Elmer Phud was having a streak of bad luck. In January, Elmer broke his nose.
Elmer Phud broke his nose jumping a snowmobile over a crossroads. The ditch on the other side was blown half-full of snow and formed a sharp drop facing the direction he was coming from. The sled cleared the road but dropped onto the edge of the snow bank causing the front of the sled to pivot sharply up. Elmer pivoted sharply down. The handlebar came up to meet his nose at a very fast rate of speed. The sled was at full power so the tracks dug into the snow causing it to shoot up and out of the snowbank. This carried him, his broken helmet, goggles, glasses and nose about 20 ft without touching the snow. It came down and went up twice more before he bailed off. The sled was unhurt. It stopped and grinned at Elmer. Later Big Daddy Phunk set his nose using his hands to straighten it and a piece of duct-tape to keep it in place. All of this was done without a good brewski or common sense. Elmer's nose is almost straight.

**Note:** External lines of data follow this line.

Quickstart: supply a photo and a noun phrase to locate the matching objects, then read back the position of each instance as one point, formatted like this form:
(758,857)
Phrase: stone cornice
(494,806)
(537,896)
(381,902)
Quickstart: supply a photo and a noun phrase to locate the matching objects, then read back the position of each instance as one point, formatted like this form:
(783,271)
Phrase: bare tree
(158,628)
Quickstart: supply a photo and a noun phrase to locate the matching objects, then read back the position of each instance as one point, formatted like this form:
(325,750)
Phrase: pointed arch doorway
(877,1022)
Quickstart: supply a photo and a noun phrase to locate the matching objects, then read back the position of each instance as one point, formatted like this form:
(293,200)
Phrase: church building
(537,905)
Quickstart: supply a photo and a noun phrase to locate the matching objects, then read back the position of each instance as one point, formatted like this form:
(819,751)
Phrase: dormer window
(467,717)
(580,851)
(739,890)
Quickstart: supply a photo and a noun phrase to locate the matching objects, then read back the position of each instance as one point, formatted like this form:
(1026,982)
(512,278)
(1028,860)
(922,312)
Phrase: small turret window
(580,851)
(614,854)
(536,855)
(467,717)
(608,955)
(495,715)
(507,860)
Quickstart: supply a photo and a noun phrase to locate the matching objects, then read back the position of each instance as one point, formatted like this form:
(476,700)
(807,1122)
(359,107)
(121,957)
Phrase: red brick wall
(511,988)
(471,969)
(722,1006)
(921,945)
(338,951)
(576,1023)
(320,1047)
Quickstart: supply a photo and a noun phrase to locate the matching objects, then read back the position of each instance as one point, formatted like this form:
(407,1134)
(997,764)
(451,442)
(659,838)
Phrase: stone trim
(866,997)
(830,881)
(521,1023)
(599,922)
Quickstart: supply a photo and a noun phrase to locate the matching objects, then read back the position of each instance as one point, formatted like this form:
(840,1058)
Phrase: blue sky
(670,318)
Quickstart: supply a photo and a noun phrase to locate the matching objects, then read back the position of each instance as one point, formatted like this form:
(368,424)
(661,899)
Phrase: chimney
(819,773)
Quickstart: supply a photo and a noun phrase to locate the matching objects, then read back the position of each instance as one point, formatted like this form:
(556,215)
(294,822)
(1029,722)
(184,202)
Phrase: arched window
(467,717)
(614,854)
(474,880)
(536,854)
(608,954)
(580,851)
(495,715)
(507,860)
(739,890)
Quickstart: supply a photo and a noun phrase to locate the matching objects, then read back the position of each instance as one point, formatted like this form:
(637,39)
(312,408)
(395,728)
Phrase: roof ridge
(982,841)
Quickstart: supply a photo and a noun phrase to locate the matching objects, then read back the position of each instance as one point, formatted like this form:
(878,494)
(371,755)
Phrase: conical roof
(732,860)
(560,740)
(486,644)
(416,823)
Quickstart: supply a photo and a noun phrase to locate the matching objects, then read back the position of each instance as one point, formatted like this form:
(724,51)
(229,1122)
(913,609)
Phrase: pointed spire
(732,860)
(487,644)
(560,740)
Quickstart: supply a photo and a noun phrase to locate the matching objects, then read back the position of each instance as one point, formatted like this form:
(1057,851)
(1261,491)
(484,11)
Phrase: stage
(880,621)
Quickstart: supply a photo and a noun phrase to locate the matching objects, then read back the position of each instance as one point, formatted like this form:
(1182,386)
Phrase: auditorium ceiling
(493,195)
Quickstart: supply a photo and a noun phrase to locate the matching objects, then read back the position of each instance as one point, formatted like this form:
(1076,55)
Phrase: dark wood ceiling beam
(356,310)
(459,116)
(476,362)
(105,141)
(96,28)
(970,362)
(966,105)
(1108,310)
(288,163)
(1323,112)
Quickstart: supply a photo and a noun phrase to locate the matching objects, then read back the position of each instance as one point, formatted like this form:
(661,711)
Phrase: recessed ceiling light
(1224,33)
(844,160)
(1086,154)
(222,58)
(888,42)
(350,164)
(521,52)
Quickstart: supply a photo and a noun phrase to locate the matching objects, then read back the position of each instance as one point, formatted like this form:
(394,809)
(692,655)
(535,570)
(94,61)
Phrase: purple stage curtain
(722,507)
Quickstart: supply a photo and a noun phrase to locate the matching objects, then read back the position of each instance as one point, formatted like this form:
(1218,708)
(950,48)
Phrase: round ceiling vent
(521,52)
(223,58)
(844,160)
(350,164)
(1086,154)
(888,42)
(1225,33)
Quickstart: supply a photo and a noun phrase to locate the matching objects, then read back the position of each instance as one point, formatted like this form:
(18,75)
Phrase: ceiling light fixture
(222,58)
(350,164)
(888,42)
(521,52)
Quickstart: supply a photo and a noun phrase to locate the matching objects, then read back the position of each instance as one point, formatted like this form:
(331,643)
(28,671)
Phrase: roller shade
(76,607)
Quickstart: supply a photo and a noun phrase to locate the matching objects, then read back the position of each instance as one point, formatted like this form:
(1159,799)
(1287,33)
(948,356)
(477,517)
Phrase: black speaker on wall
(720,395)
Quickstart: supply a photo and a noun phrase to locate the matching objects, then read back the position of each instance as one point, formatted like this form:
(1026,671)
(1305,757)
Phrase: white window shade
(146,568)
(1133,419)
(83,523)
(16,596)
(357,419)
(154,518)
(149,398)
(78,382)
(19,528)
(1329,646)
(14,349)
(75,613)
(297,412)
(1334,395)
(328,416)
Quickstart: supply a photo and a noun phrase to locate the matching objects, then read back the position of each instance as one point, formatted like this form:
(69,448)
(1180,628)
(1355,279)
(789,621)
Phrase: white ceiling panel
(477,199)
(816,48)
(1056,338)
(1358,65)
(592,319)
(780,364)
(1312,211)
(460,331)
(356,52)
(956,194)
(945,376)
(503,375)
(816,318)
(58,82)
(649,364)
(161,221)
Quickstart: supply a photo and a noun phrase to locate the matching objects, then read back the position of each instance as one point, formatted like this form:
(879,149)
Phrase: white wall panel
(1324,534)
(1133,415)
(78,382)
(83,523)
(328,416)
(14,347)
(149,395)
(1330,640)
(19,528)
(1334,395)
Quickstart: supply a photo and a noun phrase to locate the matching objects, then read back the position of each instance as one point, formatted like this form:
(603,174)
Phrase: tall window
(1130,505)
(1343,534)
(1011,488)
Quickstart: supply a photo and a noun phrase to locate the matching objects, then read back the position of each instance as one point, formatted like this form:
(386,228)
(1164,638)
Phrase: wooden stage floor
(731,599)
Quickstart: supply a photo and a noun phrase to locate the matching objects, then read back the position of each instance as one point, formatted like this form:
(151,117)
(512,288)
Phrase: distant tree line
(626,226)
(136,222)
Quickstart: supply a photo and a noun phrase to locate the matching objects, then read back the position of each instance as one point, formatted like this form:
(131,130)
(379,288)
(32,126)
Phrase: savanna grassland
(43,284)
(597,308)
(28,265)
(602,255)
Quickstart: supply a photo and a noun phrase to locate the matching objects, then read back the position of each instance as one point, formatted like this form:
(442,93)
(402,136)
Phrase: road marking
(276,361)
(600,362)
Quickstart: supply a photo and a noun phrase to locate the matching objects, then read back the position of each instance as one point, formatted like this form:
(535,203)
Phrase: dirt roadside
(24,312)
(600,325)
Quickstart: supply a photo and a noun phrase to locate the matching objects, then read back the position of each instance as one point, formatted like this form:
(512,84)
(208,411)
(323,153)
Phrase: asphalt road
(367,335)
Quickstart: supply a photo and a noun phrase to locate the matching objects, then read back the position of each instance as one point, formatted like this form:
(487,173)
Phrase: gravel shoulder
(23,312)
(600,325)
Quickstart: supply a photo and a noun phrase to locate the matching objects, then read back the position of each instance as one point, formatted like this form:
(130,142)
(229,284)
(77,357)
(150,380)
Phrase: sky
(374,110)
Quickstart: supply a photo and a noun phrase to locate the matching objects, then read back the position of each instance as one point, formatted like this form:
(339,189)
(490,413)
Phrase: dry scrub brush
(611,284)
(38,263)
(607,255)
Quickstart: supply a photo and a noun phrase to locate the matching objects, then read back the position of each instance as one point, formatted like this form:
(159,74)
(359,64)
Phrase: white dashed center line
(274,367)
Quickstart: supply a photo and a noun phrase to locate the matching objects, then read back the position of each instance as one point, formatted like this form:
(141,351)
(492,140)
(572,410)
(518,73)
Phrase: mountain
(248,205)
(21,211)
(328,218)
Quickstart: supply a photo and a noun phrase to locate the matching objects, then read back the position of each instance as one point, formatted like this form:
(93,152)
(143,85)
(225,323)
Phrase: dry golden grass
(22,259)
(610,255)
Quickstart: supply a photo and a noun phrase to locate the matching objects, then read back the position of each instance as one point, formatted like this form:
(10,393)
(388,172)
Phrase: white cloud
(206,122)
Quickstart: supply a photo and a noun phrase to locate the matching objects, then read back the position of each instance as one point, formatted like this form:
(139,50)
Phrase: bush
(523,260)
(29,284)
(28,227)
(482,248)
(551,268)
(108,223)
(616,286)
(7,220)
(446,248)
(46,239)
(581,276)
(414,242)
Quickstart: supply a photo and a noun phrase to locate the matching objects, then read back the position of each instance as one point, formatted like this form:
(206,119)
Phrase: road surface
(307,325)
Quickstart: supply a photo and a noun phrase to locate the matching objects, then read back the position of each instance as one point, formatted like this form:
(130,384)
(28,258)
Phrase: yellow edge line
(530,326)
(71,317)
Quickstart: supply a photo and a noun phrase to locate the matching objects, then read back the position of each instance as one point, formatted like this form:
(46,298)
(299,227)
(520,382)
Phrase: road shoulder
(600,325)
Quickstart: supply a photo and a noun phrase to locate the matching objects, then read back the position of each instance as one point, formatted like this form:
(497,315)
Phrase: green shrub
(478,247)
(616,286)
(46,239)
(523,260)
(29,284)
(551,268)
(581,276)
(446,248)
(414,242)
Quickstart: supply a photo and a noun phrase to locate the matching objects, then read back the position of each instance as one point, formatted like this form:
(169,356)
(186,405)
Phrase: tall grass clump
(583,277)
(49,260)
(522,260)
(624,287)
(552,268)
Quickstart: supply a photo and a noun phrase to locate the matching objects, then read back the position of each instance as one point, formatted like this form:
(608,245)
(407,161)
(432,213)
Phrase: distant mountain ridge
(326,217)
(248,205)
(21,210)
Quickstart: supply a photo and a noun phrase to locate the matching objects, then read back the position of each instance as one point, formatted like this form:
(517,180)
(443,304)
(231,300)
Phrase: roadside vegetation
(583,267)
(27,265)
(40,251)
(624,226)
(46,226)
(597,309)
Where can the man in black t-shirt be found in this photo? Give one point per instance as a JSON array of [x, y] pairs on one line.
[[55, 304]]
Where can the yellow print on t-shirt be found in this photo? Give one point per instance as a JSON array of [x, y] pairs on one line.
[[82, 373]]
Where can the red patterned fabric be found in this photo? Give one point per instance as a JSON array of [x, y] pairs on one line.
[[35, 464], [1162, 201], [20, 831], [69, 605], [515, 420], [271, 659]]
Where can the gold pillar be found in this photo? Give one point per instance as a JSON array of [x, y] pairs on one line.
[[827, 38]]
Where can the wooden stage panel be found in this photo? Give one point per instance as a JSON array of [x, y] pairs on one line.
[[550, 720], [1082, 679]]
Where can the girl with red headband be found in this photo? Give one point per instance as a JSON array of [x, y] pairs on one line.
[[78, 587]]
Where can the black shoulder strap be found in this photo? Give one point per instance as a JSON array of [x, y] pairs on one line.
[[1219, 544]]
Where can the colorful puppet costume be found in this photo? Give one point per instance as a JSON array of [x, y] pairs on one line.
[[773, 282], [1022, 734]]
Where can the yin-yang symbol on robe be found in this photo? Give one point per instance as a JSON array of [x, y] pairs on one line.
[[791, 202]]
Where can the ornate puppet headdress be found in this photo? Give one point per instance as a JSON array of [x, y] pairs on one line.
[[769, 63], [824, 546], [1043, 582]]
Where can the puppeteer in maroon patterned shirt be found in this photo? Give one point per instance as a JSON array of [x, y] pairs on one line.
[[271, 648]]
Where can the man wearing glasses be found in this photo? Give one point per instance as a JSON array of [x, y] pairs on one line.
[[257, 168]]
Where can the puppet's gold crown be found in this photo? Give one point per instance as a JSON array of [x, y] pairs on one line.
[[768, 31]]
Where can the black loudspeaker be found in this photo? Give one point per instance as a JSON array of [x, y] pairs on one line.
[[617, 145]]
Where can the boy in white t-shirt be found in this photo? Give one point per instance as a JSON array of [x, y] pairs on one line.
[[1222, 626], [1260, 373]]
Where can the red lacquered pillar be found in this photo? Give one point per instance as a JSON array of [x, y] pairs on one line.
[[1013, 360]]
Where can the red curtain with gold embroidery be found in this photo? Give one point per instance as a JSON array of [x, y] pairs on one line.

The year before, Big Daddy and Elmer had been trail riding, with motorcycles, when Elmer became a few inches shorter. They were in a back woods running on some old logging trails. These trails had small trees down across it and other obstacles. Going into the area they had to jump some of these obstacles with the motorcycles. Everything was fine going in. Coming out was different.
Elmer came up to the last fallen tree, which he had jumped once. The motorcycle misbehaved and struck the tree off center of the frame. The Bike came down, causing the last half of the frame to increase in velocity. This action catapulted Elmer straight up into the air. Surprise! He came straight down on his helmet and balanced there for a few seconds, toppled over. His shoulders stopped the helmet from going any further. HE soon discovered his shoulders were at his waist! Elmer still has the urge to unzip his fly to take a drink of water. Elmer found it hard to get his family to understand why he left the house 6ft 2inches tall and came back 5ft 8 inches. He was not recognized. He finally got in the house by showing a picture ID.
Riding any kind of trail machine can be and is dangerous. Six months ago, Big Daddy Phunk, Wee Willie and Elmer Phud were riding snowmobiles along a deep ditch. Snow was not very deep allowing them to travel at a very good clip. Weaving in and out, up and over and through the snow banks. Elmer was, at that time riding by half sitting and kneeling on the seat to keep himself balanced with one foot on the running board. He was zipping along having fun when he hit a patch of bare dirt. The sled slowed down very quickly, catapulting him forward at the speed the machine had been going. This forced Elmer into a run so fast (He later calculated the speed using scientific methods as 90 mph) his body overshot his legs by several yards. He straight-lined directly into the side of the steep ditch, which broke his fall and ribs (with a loud POP). Because there was not much snow on the side of the ditch, Wee Willie and Big Daddy did not have to follow the cries of pain to find him. The machine stopped unhurt.
They sat around the sleds drinking a few brewski's waiting for Elmer's pain to subside. Elmer used some elastic wrap, wrapped his rib cage tight and took two aspirin. He wore the elastic until the ribs healed. That’s all a doctor would do.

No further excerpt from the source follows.